I was fine inside the building, but the moment I walked outside I was so overwhelmed by the sharpness of the noise I was hearing I was on the verge of a nervous breakdown for about thirty minutes. Everything had a sharp, metallic sound to it - but I got used to it, and now when I don't wear them, everything sounds dull and muted. It was a beautiful thing, and I loved wearing them.
Then my eyes started to go.
In my youth I could tell you the sex of a gnat at 200 paces. I tested in at 20/10 vision at one point. Everybody else in my family (including extended) needed glasses; I was the odd man out for decades. As a kid, I loved the idea of wearing glasses - it was associated with being brainy and smart, and that's what I wanted to be.
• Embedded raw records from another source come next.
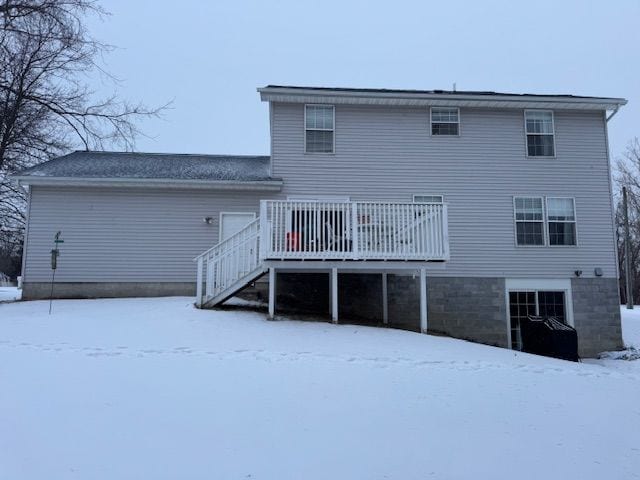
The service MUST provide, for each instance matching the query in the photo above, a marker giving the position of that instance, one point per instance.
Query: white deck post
(355, 247)
(199, 282)
(423, 300)
(385, 300)
(272, 292)
(265, 231)
(334, 295)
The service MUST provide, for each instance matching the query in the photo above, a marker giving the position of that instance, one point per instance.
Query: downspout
(612, 201)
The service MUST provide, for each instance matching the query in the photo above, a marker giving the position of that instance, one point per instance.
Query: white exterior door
(233, 222)
(239, 263)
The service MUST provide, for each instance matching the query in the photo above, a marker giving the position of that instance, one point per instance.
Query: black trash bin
(550, 337)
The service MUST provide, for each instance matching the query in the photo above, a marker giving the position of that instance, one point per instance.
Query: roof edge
(255, 185)
(284, 94)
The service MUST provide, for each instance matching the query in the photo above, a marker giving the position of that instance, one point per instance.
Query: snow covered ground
(153, 388)
(9, 294)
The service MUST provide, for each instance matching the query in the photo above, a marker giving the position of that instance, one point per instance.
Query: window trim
(526, 134)
(441, 202)
(545, 285)
(574, 221)
(304, 128)
(431, 122)
(543, 221)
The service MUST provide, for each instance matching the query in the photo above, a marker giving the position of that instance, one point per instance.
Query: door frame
(253, 216)
(536, 285)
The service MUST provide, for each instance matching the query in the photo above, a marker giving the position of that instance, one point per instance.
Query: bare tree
(628, 174)
(46, 106)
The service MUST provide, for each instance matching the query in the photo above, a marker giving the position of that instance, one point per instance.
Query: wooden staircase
(229, 266)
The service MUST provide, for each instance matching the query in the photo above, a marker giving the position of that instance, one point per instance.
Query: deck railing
(300, 230)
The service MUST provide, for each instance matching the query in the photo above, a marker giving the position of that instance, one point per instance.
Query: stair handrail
(229, 239)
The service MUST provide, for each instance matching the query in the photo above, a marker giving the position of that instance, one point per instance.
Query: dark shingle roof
(120, 165)
(428, 92)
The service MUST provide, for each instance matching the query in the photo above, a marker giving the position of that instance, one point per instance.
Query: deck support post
(334, 295)
(272, 292)
(385, 300)
(423, 300)
(199, 282)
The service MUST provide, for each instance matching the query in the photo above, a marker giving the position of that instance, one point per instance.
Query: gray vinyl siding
(125, 235)
(386, 153)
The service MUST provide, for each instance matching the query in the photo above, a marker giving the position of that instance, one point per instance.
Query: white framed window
(319, 128)
(545, 297)
(445, 121)
(561, 221)
(529, 219)
(427, 199)
(539, 128)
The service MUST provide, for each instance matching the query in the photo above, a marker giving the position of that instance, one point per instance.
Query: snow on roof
(116, 165)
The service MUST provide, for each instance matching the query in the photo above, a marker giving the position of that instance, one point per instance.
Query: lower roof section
(135, 169)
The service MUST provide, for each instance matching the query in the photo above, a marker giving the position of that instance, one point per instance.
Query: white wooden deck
(329, 236)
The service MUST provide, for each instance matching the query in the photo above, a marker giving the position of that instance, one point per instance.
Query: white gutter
(615, 110)
(267, 185)
(277, 94)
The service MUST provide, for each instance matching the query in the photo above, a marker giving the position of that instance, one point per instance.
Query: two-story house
(452, 212)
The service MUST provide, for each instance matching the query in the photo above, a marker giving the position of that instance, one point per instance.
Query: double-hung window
(529, 215)
(561, 221)
(427, 198)
(319, 128)
(533, 221)
(445, 121)
(540, 133)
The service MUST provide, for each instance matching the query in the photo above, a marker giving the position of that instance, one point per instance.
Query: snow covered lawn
(153, 388)
(9, 294)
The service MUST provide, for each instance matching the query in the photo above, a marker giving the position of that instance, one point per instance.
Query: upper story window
(540, 133)
(427, 199)
(529, 216)
(319, 131)
(561, 221)
(445, 121)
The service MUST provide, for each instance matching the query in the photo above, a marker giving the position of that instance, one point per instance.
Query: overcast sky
(209, 57)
I was jealous of the birthright denied by my genetic quirk.
That being said, I knew the reaper would come for my eyes eventually. And over the past ten years, I've been noticing them declining, to the point where I got glasses two years ago.
I fucking hate them. When I first put them on, everything went non-Euclidian until my brain could adapt, which took a few days of screaming headaches. Even once I got over that, wearing them caused headaches of one sort (the weight of the glasses on the bridge of my nose caused issues) or the other. (if I stopped wearing them, I'd get headaches from squinting at stuff) The end result, if I wear them, is something not quite approaching what I had five years ago. Oh, and let's not talk about how they completely fog up whenever I put on a mask these days...
Why not contacts? Well, I have a bit of a phobia of putting things in/near my eye. I've watched people put contacts in and take them out, and there's no fucking way I'll do that myself.
Of course, there's also the various aches and pains that come with aging, the increasing ease of self-injury (I've done a number on the muscles in my right shoulder multiple times over the past year doing things that I wouldn't even think twice about ten years ago) and the general realization that your body is really starting to wear down a bit, and that it only gets worse from here. I can't eat what I want any more; it immediately goes to aiding my horizontal growth. My joints pop and occasionally ache; I may have the very distant beginnings of arthritis. (One finger joint in particular my wife has diagnosed as actually being arthritic)
It's not just the physical, either. My last grandparent died at the age of 100 in November, on my birthday. I was a little sad about it, but contemplative, and it didn't hit me as hard as the death of my maternal grandfather in '07, who was a strong father figure to me in the absence of a good relationship with my biological father. (We have one, it's just not close for a bunch of reasons.)
Becoming a father changed me, too. I had hope for the future; maybe my life had been kind of a mess up to the point I met my wife, but I'd gotten my shit together and was doing OK to the point I thought it was a good idea to bring a child into this world. I hoped (and ironically her name means hope, although I didn't choose it myself) that her presence would help to improve this world only to have my eyes opened wide to just how hopeless this world is by the election of Donald Trump a year after she was born. This little five year old creature, who is so ebullient and full of joy, seems like an alien creature to me. I just want to grab her by the shoulders sometimes and yell, "Why are you smiling all the time? Can't you see how fucking shitty the whole world is?" while others, I just want to keep her from ever having to interact with the rest of it.
I don't feel like I have any special insight, nor does this slowly growing feeling of impending doom give me any notion of checking out early; even if I wanted to, I have obligations in this world now that I cannot voluntarily discharge. Just wanted to share and say, "if you're feeling old, you've got company."